The finding of a statistically significant and reasonably stable negative coefficient on the aid variable was surprising. The analysis required to obtain a fully satisfactory understanding of its economic significance is beyond the scope of this article. The complications begin with a measurement question. Agricultural GDP measures the returns to primary factors, namely, land, labor, and capital and is normally calculated as market revenues plus subsidies minus the costs of intermediate inputs and taxes. Conceptually, at least part of sector aid should be considered as a subsidy. In national economic accounting, foreign aid flows into a country will show up in national GDP estimates but not sector-specific aid in sector GDE Thus, the data can only reveal the effects of aid on agricultural GDP resulting from induced increases in farm production and the knock-on impacts on the market prices of agricultural inputs and outputs. These depend critically on elasticities and the nature of the supply shift provoked by aid-financed subsidies, a familiar conundrum in the analysis of the effects of technical change on farm income (Alston and Martin 1995).
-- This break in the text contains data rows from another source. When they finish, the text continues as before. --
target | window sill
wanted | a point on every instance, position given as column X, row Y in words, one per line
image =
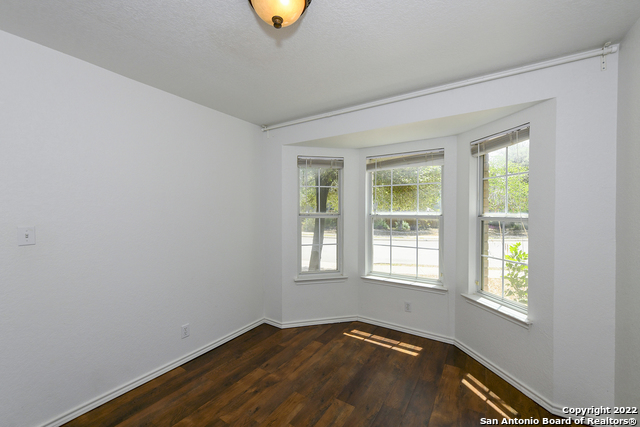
column 398, row 283
column 319, row 278
column 514, row 316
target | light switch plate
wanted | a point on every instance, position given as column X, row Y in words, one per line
column 26, row 236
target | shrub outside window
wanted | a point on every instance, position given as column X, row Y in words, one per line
column 319, row 215
column 503, row 215
column 405, row 216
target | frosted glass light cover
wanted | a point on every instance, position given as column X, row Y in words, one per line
column 288, row 10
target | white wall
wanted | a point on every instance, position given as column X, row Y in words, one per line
column 627, row 225
column 144, row 221
column 574, row 320
column 508, row 346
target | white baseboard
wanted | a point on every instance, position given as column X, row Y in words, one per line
column 532, row 394
column 312, row 322
column 86, row 407
column 395, row 327
column 526, row 390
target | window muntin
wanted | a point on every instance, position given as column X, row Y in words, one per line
column 319, row 215
column 503, row 215
column 405, row 216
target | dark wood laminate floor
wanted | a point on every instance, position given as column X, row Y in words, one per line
column 345, row 374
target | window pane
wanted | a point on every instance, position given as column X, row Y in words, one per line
column 319, row 244
column 428, row 234
column 307, row 227
column 381, row 199
column 405, row 198
column 430, row 174
column 319, row 258
column 516, row 241
column 429, row 197
column 381, row 231
column 492, row 235
column 405, row 176
column 519, row 194
column 519, row 157
column 428, row 264
column 492, row 276
column 494, row 195
column 308, row 176
column 381, row 259
column 495, row 163
column 403, row 261
column 332, row 203
column 329, row 177
column 516, row 282
column 308, row 200
column 382, row 177
column 404, row 232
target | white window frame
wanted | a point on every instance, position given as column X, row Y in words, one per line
column 481, row 216
column 371, row 217
column 305, row 275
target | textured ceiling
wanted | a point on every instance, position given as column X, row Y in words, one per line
column 340, row 53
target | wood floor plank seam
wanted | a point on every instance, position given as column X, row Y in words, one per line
column 344, row 375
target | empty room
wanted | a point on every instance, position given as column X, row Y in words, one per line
column 350, row 213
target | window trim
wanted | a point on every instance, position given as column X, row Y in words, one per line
column 394, row 279
column 502, row 138
column 308, row 277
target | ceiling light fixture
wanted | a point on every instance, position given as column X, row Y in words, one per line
column 279, row 13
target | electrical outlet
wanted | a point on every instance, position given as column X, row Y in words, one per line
column 26, row 236
column 185, row 330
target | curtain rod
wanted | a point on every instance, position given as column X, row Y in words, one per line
column 606, row 50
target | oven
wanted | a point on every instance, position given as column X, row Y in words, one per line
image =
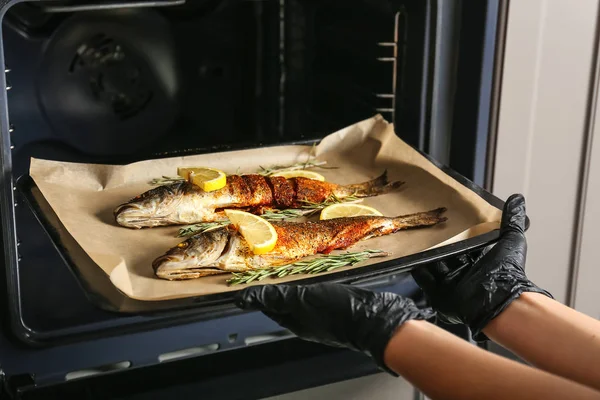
column 119, row 81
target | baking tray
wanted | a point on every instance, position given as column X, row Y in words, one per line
column 105, row 295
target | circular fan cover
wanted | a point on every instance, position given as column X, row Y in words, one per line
column 108, row 82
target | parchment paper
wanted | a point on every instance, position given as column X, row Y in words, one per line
column 85, row 195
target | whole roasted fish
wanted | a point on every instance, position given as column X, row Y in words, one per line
column 225, row 250
column 185, row 203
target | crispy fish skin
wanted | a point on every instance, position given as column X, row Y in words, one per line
column 225, row 250
column 185, row 203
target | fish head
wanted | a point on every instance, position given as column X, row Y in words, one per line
column 150, row 208
column 195, row 257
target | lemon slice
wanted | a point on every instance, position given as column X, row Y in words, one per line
column 258, row 232
column 348, row 210
column 301, row 173
column 209, row 179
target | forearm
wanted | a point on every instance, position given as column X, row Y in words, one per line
column 550, row 336
column 446, row 367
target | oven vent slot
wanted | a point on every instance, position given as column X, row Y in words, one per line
column 189, row 352
column 266, row 337
column 102, row 369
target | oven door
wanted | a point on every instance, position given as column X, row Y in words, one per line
column 440, row 99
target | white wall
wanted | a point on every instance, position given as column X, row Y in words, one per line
column 548, row 58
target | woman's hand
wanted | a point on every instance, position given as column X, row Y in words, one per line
column 474, row 290
column 336, row 315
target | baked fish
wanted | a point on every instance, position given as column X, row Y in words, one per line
column 185, row 203
column 225, row 250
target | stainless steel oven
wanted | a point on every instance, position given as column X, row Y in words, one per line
column 115, row 82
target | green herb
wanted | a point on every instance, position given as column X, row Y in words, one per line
column 275, row 169
column 307, row 210
column 265, row 171
column 314, row 266
column 201, row 228
column 165, row 180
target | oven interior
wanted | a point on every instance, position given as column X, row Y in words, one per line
column 94, row 83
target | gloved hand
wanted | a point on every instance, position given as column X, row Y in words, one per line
column 474, row 289
column 336, row 315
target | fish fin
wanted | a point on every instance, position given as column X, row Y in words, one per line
column 421, row 219
column 374, row 187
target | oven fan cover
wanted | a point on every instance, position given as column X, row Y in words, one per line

The estimated coefficient for the NPC variable was negative in the base equation, as were the estimates for it and the NAC variable in most alternative specifications--findings consistent with the idea that developed country agricultural policies depress farm income growth in developing countries. However, their statistical significance was low. The tests over various sub-samples and explicit cross-terms indicate that the effect may not be constant; there may be cause to separate the experiment dependent on country characteristics rather than assume a common effect. At the same time, using the NAC, a more comprehensive measure of agriculture support than is the NPC, did not increase explanatory power. Moreover, neither the magnitude nor the statistical significance of the coefficient changed very much in that alternative. These results are consistent with findings from several recent GE analyses showing that gains to developing countries from OECD agricultural policy reform would come mainly from the reductions in price support resulting from cuts in agricultural tariffs rather than from reductions in other forms of support OECD governments provide their farmers (Anderson and Martin 2005; OECD 2006).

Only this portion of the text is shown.